В последний раз он упоминал мою фамилию еще перед новым, 2010 годом в письме, вывешенном на стенде объявлений в студии: он меня назвал «разрушителем творческой атмосферы». Он так пишет: «Сожалею». Он не пишет: «Деньги сниму». Сожаление-то — Бог с ним, а деньги снять — это объявление войны. Что ж — война так война. Из министерства присылали проверки, прокуратура работала. Война.
— Вы инициировали эти проверки?
— Получается, так, да.
— И думаете, можно что-то «такое» найти?
— Конечно. При желании даже на ровном месте можно найти.
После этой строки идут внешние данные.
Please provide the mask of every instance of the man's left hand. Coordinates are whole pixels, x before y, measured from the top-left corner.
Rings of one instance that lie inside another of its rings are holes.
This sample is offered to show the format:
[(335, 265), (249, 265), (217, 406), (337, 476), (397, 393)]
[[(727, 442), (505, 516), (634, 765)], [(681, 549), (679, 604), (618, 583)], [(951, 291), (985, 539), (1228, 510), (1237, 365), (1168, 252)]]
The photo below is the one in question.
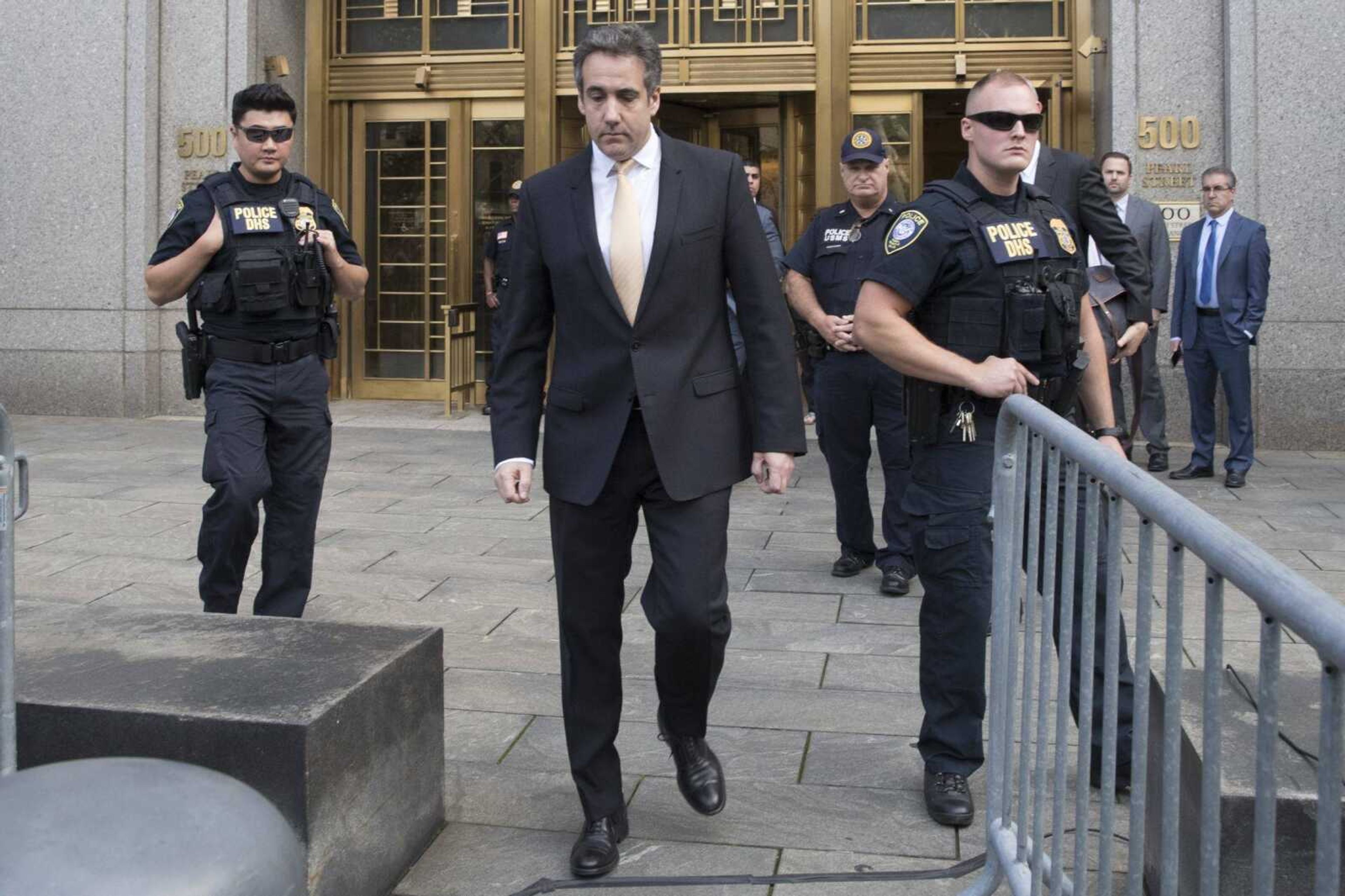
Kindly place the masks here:
[(1126, 327), (1126, 332), (1123, 332), (1120, 339), (1116, 340), (1116, 357), (1111, 359), (1111, 363), (1116, 363), (1122, 358), (1128, 358), (1139, 351), (1139, 346), (1145, 342), (1145, 336), (1147, 335), (1149, 324), (1143, 320), (1137, 320)]
[(1102, 445), (1103, 448), (1111, 448), (1118, 455), (1120, 455), (1126, 460), (1126, 463), (1130, 463), (1130, 457), (1126, 457), (1126, 449), (1120, 447), (1120, 440), (1116, 439), (1115, 436), (1103, 436), (1102, 439), (1098, 440), (1098, 444)]
[(794, 455), (783, 451), (753, 451), (752, 476), (768, 495), (783, 495), (794, 476)]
Понятно, что в нашей стране нормально функционировать не может ни одна организация, чтобы ничего не нарушать. Поэтому, конечно, есть какие-то нарушения. Мы в эту сферу не лезем и не собираемся, это пусть они разбираются сами.
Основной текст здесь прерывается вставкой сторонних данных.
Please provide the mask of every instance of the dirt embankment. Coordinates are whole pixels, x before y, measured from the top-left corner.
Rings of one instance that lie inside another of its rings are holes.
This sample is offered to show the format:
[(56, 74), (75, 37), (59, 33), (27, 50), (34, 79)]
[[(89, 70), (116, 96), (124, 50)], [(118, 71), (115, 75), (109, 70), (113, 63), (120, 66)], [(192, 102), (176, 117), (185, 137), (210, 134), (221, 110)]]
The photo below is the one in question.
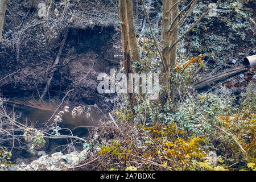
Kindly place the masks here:
[[(54, 73), (49, 95), (86, 104), (98, 104), (98, 73), (119, 67), (120, 32), (116, 9), (104, 1), (93, 3), (52, 1), (48, 18), (39, 18), (38, 5), (11, 1), (7, 6), (0, 43), (0, 92), (6, 97), (35, 99)], [(47, 7), (47, 2), (46, 5)], [(48, 9), (47, 9), (48, 11)], [(57, 66), (53, 63), (68, 31)]]

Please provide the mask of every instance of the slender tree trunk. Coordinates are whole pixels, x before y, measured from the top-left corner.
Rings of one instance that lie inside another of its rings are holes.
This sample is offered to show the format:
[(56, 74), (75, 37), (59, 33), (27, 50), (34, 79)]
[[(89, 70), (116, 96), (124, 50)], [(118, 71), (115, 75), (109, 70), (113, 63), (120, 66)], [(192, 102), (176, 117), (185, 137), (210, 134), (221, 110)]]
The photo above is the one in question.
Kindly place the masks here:
[[(133, 69), (131, 67), (131, 56), (130, 54), (129, 49), (129, 26), (127, 16), (127, 5), (126, 0), (119, 0), (119, 18), (121, 24), (121, 32), (122, 32), (122, 48), (123, 50), (123, 65), (125, 67), (125, 72), (127, 77), (127, 90), (129, 96), (130, 102), (130, 106), (131, 110), (134, 114), (134, 107), (135, 104), (135, 100), (134, 93), (129, 93), (129, 90), (133, 89), (133, 84), (130, 85), (132, 88), (129, 88), (129, 76), (130, 73), (133, 73)], [(133, 80), (133, 78), (131, 79)]]
[[(174, 44), (178, 39), (178, 34), (179, 30), (178, 26), (176, 26), (178, 23), (178, 19), (175, 20), (175, 18), (179, 14), (179, 3), (176, 4), (177, 2), (179, 0), (173, 0), (171, 1), (171, 7), (173, 6), (174, 5), (174, 8), (172, 9), (171, 12), (171, 22), (174, 24), (174, 30), (171, 32), (171, 45)], [(175, 63), (177, 59), (177, 44), (176, 44), (170, 50), (170, 64), (171, 65), (171, 68), (174, 68), (175, 67)], [(172, 69), (171, 71), (173, 71), (173, 69)], [(169, 80), (169, 82), (171, 80)], [(170, 85), (170, 94), (171, 94), (171, 99), (174, 102), (174, 86), (171, 85)]]
[[(170, 35), (168, 31), (170, 25), (170, 13), (169, 10), (171, 7), (171, 1), (170, 0), (163, 0), (163, 12), (162, 12), (162, 50), (167, 49), (170, 46)], [(166, 70), (164, 71), (164, 75), (163, 77), (162, 84), (163, 86), (169, 92), (170, 87), (170, 53), (168, 51), (163, 51), (162, 52), (163, 58), (166, 60), (167, 64), (167, 67)]]
[(2, 39), (2, 33), (3, 31), (3, 23), (5, 22), (7, 1), (7, 0), (0, 1), (0, 41)]
[[(131, 52), (133, 63), (135, 63), (137, 61), (139, 61), (141, 59), (139, 55), (139, 51), (138, 49), (137, 40), (136, 38), (136, 33), (134, 28), (132, 0), (126, 0), (126, 5), (130, 49)], [(136, 72), (138, 71), (136, 71)]]

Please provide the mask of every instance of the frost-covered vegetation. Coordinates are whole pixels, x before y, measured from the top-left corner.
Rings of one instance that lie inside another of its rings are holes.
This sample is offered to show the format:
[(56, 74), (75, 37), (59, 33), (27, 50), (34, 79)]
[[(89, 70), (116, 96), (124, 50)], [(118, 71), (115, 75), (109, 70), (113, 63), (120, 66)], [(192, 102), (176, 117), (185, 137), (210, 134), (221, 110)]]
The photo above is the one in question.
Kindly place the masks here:
[[(118, 1), (112, 3), (117, 5)], [(179, 36), (212, 2), (199, 1), (179, 28)], [(189, 2), (183, 1), (179, 9), (182, 10)], [(143, 9), (139, 3), (138, 10), (142, 13), (135, 26), (141, 59), (133, 62), (133, 69), (139, 73), (161, 74), (163, 65), (154, 42), (160, 44), (161, 40), (162, 1), (144, 2), (155, 38), (145, 23)], [(196, 90), (191, 86), (201, 78), (241, 66), (242, 58), (255, 54), (255, 1), (250, 0), (220, 2), (214, 15), (204, 17), (177, 45), (177, 60), (170, 74), (174, 99), (161, 94), (159, 99), (151, 100), (146, 94), (135, 94), (135, 103), (131, 108), (127, 95), (106, 98), (105, 105), (111, 106), (112, 110), (106, 114), (102, 111), (104, 118), (89, 137), (71, 137), (80, 141), (86, 155), (76, 167), (60, 168), (255, 171), (255, 70), (251, 68), (249, 76), (244, 73), (215, 84), (206, 90)], [(233, 59), (237, 61), (235, 65), (229, 64)], [(121, 64), (119, 71), (125, 69)], [(161, 87), (160, 93), (164, 91)], [(102, 109), (97, 105), (94, 107)], [(68, 109), (66, 106), (56, 114), (50, 129), (44, 133), (22, 128), (21, 137), (32, 143), (31, 152), (35, 146), (43, 146), (44, 137), (68, 137), (60, 134), (59, 126)], [(74, 118), (82, 114), (90, 117), (90, 111), (79, 106), (72, 114)], [(15, 123), (15, 119), (12, 115), (0, 113), (2, 122), (10, 119)], [(0, 163), (6, 168), (11, 165), (11, 156), (10, 151), (0, 145)]]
— Я слышу жалобы многих оркестрантов — из РНО, ГАСО и прочих оркестров. Думаете, можно создать некий общесимфонический профсоюз? Или объединить музыкантов в принципе невозможно, это утопия?
— Во-первых, есть профсоюз официальный. Первый вопрос будет — почему вы не пошли туда? Во-вторых, существует профессиональная солидарность худруков. Они ж подписали письмо в защиту Горенштейна.
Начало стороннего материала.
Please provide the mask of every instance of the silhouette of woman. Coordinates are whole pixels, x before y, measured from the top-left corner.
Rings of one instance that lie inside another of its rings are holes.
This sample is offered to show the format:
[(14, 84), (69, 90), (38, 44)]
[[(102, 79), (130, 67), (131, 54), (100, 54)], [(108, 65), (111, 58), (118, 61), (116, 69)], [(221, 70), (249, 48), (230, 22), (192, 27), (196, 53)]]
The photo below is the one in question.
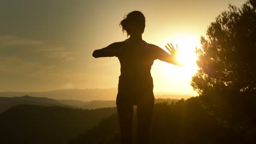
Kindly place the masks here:
[[(138, 11), (130, 13), (120, 25), (129, 39), (114, 43), (94, 51), (95, 58), (117, 57), (121, 65), (117, 107), (122, 143), (131, 143), (133, 105), (137, 105), (138, 143), (149, 143), (149, 131), (153, 115), (154, 96), (151, 66), (155, 59), (179, 65), (176, 61), (178, 51), (173, 45), (165, 46), (170, 55), (159, 47), (142, 40), (145, 17)], [(177, 47), (177, 49), (178, 47)]]

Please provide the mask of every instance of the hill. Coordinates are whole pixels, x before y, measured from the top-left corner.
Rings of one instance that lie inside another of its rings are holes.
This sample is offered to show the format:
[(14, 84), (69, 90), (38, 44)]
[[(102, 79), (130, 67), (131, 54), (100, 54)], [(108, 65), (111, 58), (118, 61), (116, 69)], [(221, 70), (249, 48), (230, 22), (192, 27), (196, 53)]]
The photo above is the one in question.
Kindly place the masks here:
[[(135, 117), (133, 130), (136, 129), (136, 121)], [(133, 143), (137, 143), (137, 133), (133, 133)], [(114, 114), (97, 127), (78, 135), (69, 141), (69, 144), (117, 144), (120, 141), (118, 118), (117, 114)], [(226, 144), (255, 142), (253, 133), (241, 133), (229, 127), (228, 124), (220, 123), (205, 109), (198, 97), (181, 100), (175, 104), (165, 103), (155, 105), (150, 143)]]
[(0, 113), (13, 106), (22, 104), (71, 107), (47, 98), (37, 98), (28, 95), (13, 98), (0, 97)]
[[(117, 106), (115, 100), (93, 100), (91, 101), (82, 101), (72, 100), (57, 100), (62, 104), (73, 106), (83, 109), (95, 109), (103, 107), (114, 107)], [(172, 102), (175, 103), (178, 100), (178, 99), (158, 98), (155, 99), (155, 104), (161, 103), (171, 104)]]
[[(74, 100), (83, 101), (93, 100), (115, 100), (117, 88), (108, 89), (68, 89), (48, 92), (0, 92), (0, 97), (13, 97), (20, 95), (33, 95), (59, 100)], [(174, 94), (168, 92), (154, 92), (155, 98), (185, 99), (191, 97), (189, 94)], [(73, 101), (74, 102), (74, 101)]]
[(59, 106), (18, 105), (0, 114), (1, 143), (66, 143), (86, 131), (115, 108), (81, 110)]

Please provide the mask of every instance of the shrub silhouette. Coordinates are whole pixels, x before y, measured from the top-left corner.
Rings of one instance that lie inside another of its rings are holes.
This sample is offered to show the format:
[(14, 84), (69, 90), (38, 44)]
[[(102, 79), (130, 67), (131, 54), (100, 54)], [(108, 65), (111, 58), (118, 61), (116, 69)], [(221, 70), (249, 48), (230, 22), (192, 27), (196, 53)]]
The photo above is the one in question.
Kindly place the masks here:
[(191, 85), (222, 124), (256, 135), (256, 1), (230, 5), (208, 27), (197, 49), (199, 70)]

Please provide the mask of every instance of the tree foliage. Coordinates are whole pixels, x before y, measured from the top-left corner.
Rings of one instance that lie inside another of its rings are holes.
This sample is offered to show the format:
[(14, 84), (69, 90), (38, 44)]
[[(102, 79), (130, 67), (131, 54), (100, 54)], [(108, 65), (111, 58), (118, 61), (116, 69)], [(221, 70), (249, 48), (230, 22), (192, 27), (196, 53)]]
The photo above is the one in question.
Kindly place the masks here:
[(256, 1), (241, 8), (229, 5), (211, 23), (201, 43), (192, 86), (224, 124), (255, 132)]

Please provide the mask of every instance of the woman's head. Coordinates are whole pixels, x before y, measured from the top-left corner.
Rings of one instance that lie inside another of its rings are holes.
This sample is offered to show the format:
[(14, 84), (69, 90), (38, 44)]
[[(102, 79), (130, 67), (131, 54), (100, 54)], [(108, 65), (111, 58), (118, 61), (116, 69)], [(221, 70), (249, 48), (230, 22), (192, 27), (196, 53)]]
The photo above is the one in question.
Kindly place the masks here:
[(145, 17), (139, 11), (133, 11), (124, 17), (120, 23), (123, 31), (126, 31), (127, 35), (142, 34), (145, 28)]

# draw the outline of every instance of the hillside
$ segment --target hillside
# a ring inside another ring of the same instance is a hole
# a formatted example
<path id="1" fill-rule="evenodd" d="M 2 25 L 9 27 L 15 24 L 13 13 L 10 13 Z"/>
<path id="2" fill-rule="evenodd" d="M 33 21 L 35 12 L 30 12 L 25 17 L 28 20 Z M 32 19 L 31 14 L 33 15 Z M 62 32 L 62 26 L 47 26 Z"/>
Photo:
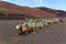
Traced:
<path id="1" fill-rule="evenodd" d="M 41 10 L 52 13 L 54 15 L 66 16 L 66 11 L 63 11 L 63 10 L 55 10 L 55 9 L 50 9 L 50 8 L 45 8 L 45 7 L 38 7 L 36 9 L 41 9 Z"/>
<path id="2" fill-rule="evenodd" d="M 37 8 L 21 7 L 10 2 L 0 1 L 0 19 L 25 19 L 25 18 L 53 18 L 51 12 Z"/>

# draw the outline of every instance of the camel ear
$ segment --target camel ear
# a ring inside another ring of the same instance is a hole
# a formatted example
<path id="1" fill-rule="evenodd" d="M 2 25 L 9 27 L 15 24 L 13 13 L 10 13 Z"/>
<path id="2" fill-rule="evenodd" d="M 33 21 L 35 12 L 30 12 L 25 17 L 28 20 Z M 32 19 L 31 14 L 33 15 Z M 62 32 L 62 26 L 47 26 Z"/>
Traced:
<path id="1" fill-rule="evenodd" d="M 16 25 L 16 28 L 15 29 L 20 29 L 20 26 L 19 25 Z"/>

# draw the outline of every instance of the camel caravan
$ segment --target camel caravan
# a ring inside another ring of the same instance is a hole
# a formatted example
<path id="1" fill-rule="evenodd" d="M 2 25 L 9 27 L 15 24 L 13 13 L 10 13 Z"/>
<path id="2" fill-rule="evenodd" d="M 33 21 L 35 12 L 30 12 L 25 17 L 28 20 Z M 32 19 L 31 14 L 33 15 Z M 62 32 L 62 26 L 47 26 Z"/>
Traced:
<path id="1" fill-rule="evenodd" d="M 44 28 L 56 23 L 63 23 L 63 20 L 59 18 L 26 19 L 24 21 L 18 21 L 16 29 L 20 31 L 19 35 L 26 35 L 29 33 L 36 33 L 36 31 L 43 30 Z"/>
— Спиваков вот не подписал.
— Да. Но наш подписал. Конечно, они всеми силами будут этому сопротивляться. А у них возможностей больше, чем у рядовых музыкантов. Объединить народ очень сложно в наших условиях. По нашему опыту, все боятся. Живут сегодняшним днем — теперь не трогают, а завтра, может, пронесет. Но у нас так получилось, значит, надо идти до конца.
— Когда следующее заседание суда?
— 21 ноября. В Пресненском суде сейчас катастрофа, шесть судей ушло, осталось двое. Такой завал там, не то что не до нас — ни до кого. Поэтому все перенеслось с августа на ноябрь — осталась пустяковая вещь, но нужно провести заседание.
— То есть на внутриоркестровые проблемы и отсутствие разработанного законодательства в сфере труда работников искусств наслаиваются еще и особенности функционирования российской бюрократической системы.
— И мои ответчики из администрации БСО это прекрасно понимают и всячески этим пользуются. Вот сейчас опять не платят деньги, значит, снова в суд идти. И так пока что получается до бесконечности. Хорошо, не дают работать — будем ходить в суд как на работу. Надо ж как-то сопротивляться.
P.S. Несколько дней назад по искам Туманова к БСО были выплачены все деньги.
2. МГАСО: ПЯТЬ ГОРОШИНОК И ПОЛОВИНКА ЯЙЦА
— Рассказывайте, пожалуйста, что вас беспокоит? Конечно же, финансы?
— Финансовая ситуация у нас просто волшебная: с этим грантом мы не знаем, на что мы имеем право, на что не имеем, как оплачиваются больничные. Вот человек проболел две недели, а у него вычли ползарплаты и полгранта. Но зарплату-то не должны вычитать? Она ведь сохраняется на больничном? Например, в августе зарплата у нас была 269 рублей.
Нам говорят: «Вы не участвуете в музыкальном творчестве, и вам не за что платить грант». Но и зарплату государственную мы тоже не получили! Что это такое, 269 рублей?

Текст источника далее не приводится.